The two companies have battled over the introduction of favourable EV policies, particularly in Australia where Toyota has lobbied intensely against supportive policies for EVs.
Toyota says its bZ4X – an electric SUV and Toyota’s first battery EV – will be arriving next year.
So far, we know that there will be multiple versions, some with one motor driving the front wheels (a 2WD) and others with two motors powering both sets of wheels (4WD). Journalists were also told that the Australian bZ4X would have “upgraded spec compared to what is currently available”. There is no price set at this stage.
The bZ4X, which currently is available in the US, Japan and Europe, was to launch in Australia almost 18 months ago but its arrival was delayed, .a move Hanley said at the time was designed to secure a greater supply and more powerful options.
“Rest assured, our Australian customers will be offered Toyota BEVs in multiple segments in the coming years,” said Hanley at the Motor show earlier this week.
“For us, it has never been a question of if we should launch BEVs, but only when.
“Now is absolutely the right time – and it all starts with the bZ4X with its high-quality battery.
“The bZ4X not just an electric car, it’s the foundation for the next phase of our electrification strategy.”
But he insisted that hybrids were the right way to go.

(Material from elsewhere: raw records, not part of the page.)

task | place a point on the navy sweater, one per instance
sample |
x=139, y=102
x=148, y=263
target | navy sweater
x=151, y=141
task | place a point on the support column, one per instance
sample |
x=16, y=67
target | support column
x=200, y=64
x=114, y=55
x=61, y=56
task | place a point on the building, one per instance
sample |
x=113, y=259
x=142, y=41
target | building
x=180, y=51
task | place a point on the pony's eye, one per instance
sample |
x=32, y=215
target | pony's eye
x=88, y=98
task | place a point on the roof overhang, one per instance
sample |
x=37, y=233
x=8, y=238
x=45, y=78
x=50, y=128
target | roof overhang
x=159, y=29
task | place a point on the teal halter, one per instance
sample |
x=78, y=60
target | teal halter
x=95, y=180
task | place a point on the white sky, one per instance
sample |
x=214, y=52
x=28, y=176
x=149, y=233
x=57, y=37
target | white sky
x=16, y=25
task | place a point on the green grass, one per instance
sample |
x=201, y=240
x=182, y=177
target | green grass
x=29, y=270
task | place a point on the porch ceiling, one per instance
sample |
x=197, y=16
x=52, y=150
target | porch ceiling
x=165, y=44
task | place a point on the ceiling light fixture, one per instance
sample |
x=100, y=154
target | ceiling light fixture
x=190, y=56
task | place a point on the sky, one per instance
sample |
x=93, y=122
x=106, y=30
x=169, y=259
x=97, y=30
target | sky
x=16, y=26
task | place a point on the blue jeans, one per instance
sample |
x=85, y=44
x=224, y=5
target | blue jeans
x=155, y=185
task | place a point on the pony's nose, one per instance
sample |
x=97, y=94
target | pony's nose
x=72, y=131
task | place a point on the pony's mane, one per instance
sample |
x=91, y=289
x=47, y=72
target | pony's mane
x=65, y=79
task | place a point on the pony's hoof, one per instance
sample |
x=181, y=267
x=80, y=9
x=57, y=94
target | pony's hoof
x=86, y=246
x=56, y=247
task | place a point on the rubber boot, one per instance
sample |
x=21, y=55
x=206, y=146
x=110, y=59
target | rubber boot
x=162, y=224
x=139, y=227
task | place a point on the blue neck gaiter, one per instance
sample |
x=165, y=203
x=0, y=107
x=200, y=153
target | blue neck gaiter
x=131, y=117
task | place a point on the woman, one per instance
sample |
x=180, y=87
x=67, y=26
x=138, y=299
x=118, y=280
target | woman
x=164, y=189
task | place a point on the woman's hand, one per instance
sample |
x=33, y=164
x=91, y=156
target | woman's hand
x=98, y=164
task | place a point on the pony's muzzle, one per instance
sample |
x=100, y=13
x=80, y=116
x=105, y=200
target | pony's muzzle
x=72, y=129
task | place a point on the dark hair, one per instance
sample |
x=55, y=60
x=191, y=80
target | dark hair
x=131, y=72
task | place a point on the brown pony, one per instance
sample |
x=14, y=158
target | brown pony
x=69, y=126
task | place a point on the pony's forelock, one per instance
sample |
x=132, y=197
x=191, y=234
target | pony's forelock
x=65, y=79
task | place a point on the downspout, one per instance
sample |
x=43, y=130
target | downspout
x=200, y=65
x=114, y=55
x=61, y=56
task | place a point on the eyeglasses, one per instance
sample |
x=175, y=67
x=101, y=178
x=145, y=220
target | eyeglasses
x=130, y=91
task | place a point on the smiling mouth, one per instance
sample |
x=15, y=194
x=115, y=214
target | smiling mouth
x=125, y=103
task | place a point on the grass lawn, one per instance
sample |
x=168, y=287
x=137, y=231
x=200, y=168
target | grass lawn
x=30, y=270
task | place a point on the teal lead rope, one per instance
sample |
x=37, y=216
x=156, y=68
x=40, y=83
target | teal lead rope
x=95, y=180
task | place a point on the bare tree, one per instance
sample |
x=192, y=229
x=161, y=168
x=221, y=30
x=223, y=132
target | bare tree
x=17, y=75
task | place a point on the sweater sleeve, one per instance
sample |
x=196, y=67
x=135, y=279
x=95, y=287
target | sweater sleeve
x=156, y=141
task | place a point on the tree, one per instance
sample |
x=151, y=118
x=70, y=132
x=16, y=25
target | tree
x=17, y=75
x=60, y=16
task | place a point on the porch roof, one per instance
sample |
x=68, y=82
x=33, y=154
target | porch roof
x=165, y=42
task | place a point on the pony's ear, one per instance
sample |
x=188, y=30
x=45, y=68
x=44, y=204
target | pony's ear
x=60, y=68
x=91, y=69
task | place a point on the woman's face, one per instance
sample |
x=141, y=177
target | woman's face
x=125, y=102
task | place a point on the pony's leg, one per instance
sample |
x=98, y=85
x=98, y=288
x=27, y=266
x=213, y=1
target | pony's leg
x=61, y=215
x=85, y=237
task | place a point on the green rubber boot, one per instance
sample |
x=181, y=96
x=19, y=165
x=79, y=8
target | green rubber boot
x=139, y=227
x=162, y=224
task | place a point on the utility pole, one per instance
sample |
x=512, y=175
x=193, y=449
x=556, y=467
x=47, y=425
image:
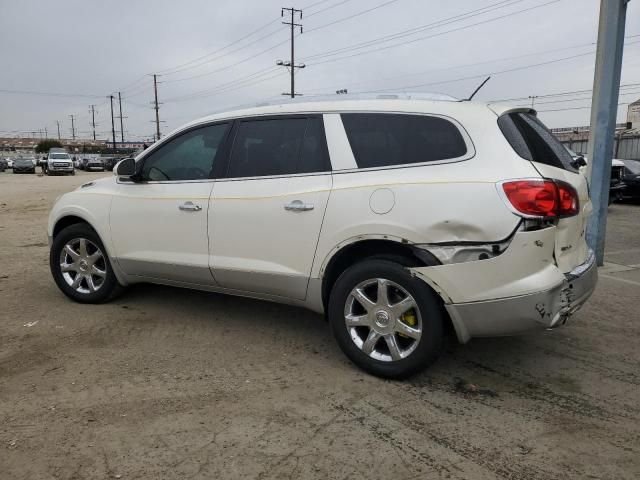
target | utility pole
x=93, y=120
x=604, y=110
x=113, y=124
x=291, y=64
x=73, y=128
x=156, y=107
x=121, y=117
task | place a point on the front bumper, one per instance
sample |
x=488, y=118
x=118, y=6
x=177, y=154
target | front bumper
x=514, y=315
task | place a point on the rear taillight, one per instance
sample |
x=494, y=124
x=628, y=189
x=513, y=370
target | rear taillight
x=541, y=198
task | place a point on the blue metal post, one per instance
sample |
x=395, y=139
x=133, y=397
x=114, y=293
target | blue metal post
x=604, y=109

“Right now, hybrid-electric vehicles are a better fit than BEVs for most consumers,” he said.
“They are more affordable and don’t require charging infrastructure. They’re cars for the masses, not for the few.”
“From industrial policy to clean air policy, it is a no-brainer for the Australian people and government to move quickly to battery electric vehicles. Aussies are too smart than to be tricked by cynical PR that aims to slow the sustainable transportation transition to help sell internal combustion vehicles in the short term,” said Tesla’s Patel on X.
“We will continue to see EV sales grow in Australia and globally because they’re safer, more affordable and more fun to drive.”